Advocate Ashwani Bhardwaj has urged the court to expand upon its previous order and establish a comprehensive framework for defining hate speech, protecting society from persecution by authorities, and preventing atrocities against the underprivileged. This case holds immense importance for the Hindu community, as mishandling it could inadvertently lead to entry of Communal Violence Bill via backdoor.
The hate speech case before the Supreme Court has gained widespread attention with the addition of multiple petitions highlighting the targeting of so-called majority communities. Among the affected groups, Brahmins and young students have faced direct threats, persecution, and injustice due to hate speech.
The presence of incendiary slogans on the walls of Jawaharlal Nehru University and its hostel underscores the gravity of the situation. Advocate Ashwani Bhardwaj’s involvement seeks to address these concerns by advocating for a comprehensive framework that distinguishes hate speech from protected free speech. Such a framework is vital to safeguard society from persecution and ensure the prevention of atrocities against both majority and marginalized sections.
Advocate Ashwani Bhardwaj’s plea to the Supreme Court emphasizes the need to define hate speech and establish a robust framework to determine when statements cross the line from protected speech to hate speech. This clarification is crucial in enabling authorities to take appropriate action against offenders and safeguarding society at large.
By defining hate speech, the court can protect deprived sections of society from persecution, ensuring that they do not fall victim to systemic atrocities or various state governments targeting ordinary Hindu activists working on the ground, on false pretenses.

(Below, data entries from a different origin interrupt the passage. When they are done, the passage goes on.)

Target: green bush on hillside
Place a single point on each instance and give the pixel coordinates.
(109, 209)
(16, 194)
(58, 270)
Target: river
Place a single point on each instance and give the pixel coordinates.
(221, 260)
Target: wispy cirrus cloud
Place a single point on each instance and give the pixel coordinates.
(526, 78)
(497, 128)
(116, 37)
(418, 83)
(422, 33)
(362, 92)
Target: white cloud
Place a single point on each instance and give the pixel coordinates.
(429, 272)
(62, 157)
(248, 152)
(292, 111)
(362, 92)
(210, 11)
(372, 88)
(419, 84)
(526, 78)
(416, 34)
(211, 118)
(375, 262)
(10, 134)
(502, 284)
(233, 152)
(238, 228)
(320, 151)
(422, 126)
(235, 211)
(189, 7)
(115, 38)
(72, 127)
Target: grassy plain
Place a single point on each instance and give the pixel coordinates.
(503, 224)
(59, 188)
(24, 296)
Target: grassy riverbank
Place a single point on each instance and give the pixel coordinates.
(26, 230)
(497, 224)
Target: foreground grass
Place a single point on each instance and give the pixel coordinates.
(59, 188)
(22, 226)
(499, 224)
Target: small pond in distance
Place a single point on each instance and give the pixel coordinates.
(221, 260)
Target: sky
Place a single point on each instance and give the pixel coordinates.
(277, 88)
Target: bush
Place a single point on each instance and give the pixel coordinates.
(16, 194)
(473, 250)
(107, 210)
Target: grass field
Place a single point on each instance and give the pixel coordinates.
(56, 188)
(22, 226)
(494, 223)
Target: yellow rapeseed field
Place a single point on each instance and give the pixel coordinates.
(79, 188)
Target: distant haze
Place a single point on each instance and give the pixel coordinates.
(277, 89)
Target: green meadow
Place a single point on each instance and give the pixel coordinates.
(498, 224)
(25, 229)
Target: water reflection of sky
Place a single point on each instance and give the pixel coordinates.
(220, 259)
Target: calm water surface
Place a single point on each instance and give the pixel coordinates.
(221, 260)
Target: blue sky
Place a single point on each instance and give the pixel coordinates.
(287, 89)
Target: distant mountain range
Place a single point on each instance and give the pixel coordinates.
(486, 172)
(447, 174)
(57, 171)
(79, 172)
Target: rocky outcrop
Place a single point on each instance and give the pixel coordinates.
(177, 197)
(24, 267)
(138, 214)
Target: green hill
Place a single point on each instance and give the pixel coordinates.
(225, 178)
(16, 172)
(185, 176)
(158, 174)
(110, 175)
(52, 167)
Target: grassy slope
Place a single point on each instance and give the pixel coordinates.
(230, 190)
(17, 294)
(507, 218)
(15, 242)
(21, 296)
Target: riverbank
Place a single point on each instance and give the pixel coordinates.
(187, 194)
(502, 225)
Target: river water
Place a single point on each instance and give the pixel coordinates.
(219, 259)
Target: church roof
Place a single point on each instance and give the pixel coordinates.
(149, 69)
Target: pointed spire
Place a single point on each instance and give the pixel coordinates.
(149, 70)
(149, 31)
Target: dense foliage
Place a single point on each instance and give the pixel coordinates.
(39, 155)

The ongoing hate speech case being heard by the Supreme Court bench of Justices KM Joseph and BV Nagarathna carries significant implications for the Hindu community. Mishandling the case could potentially result in unintended entry of Communal Violence Bill as law. Therefore, it becomes imperative for the court to handle the matter judiciously, striking a balance between free speech and the prevention of hate speech. The court’s ruling will not only shape the boundaries of acceptable speech but also contribute to fostering communal harmony, ensuring justice, and upholding the rights and dignity of all communities.